25436 | 03.09.1991 V. nr. 262 (Vl. R.): Milieuvergunningen - Meldingsplicht overname
Gemeenschapsmin. van Leefmilieu, Natuurbehoud en Landinrichting, KELCHTERMANS Theo
VAN NEVEL Antoon

V. en A., Vl.R., 16.10.1991,1991-92, (1), 14-15

De bepalingen van art. 4, par. 1 van het decreet van 28.06.1985 betreffende de milieuvergunning bepalen dat niemand zonder voorafgaande en schriftelijke vergunning van de bevoegde overheid een als hinderlijk ingedeelde inrichting die behoort tot de eerste of de tweede klasse mag exploiteren. Het art. 19.2 van hetzelfde decreet voorziet in een vereenvoudigde procedure tot het verkrijgen van de in toepassing van voormeld art. 4, par. 1 vereiste vergunning in geval een inrichting door een andere exploitant wordt overgenomen Deze bepalingen doen evenwel geen afbreuk aan de bepalingen van onder meer art. 14, par. 1 enerzijds en art. 22, laatste lid van hetzelfde decreet anderzijds.
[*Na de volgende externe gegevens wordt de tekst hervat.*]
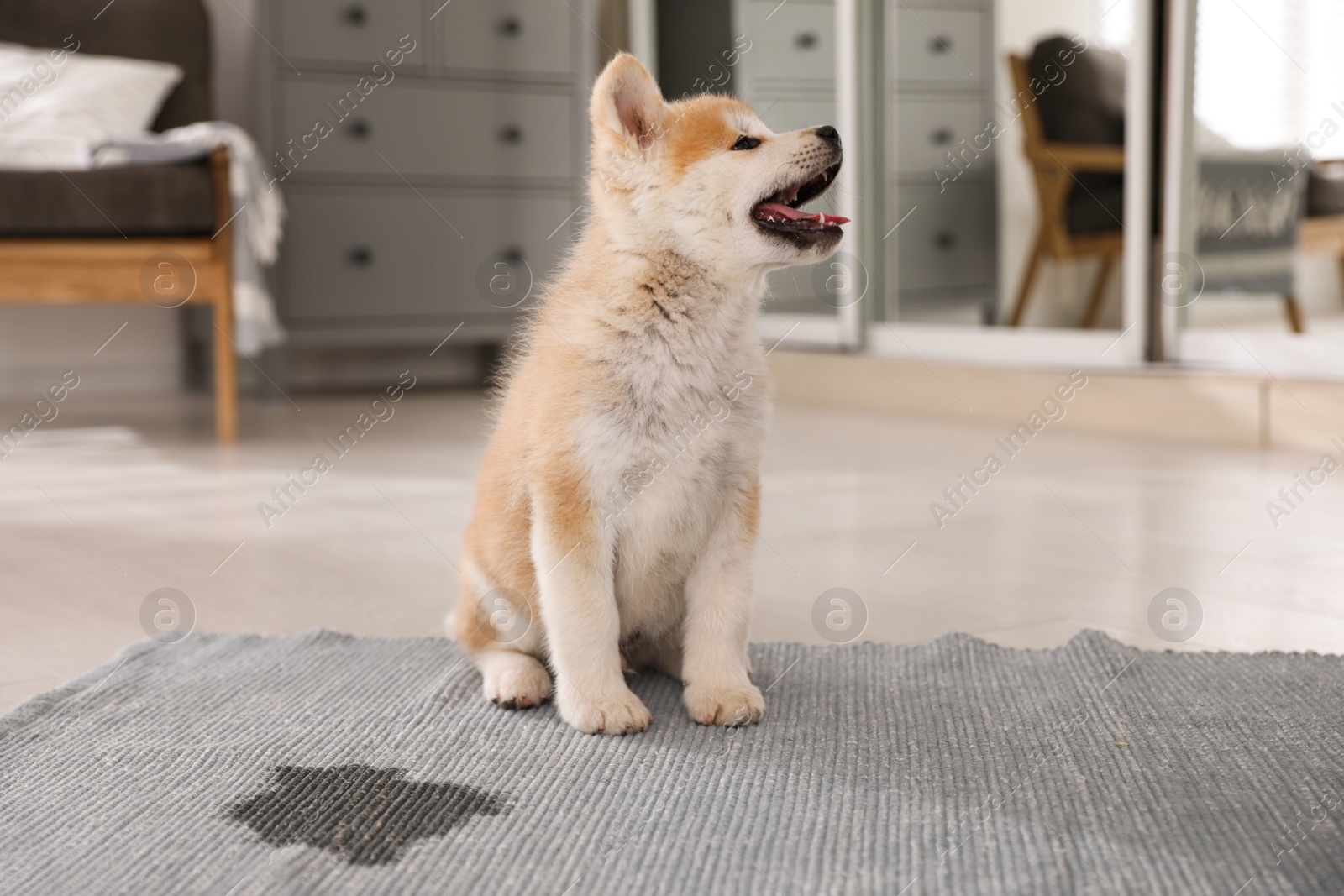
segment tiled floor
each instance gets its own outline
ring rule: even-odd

Ingevolge deze beide laatste artikelen is de Vlaamse Executieve onder meer gemachigd: - verdere regels vast te stellen in verband met het verlenen en weigeren van de vergunning; - nadere regels vast te stellen in verband met de verplichtingen van de exploitant. Ten slotte vallen de in toepassing van de voor 01.09.1991 vergunde inrichtingen overeenkomstig artikel 45 van hetzelfde decreet voortaan onder toepassing van de VLAREM-reglementering. Steunend op de voormelde decretale bepalingen voorziet art. 42 van titel I van het VLAREM inderdaad een vergunningsregeling die - met inachtname van de bepalingen van art. 19 van het decreet - aan de exploitant van een vergunde inrichting bepaalde verplichtingen oplegt bij bedoelde overname van de inrichting. Deze meldingsverplichting geldt evenzeer voor overnamen van inrichtingen die vergund zijn overeenkomstig de oude ARAB-reglementering.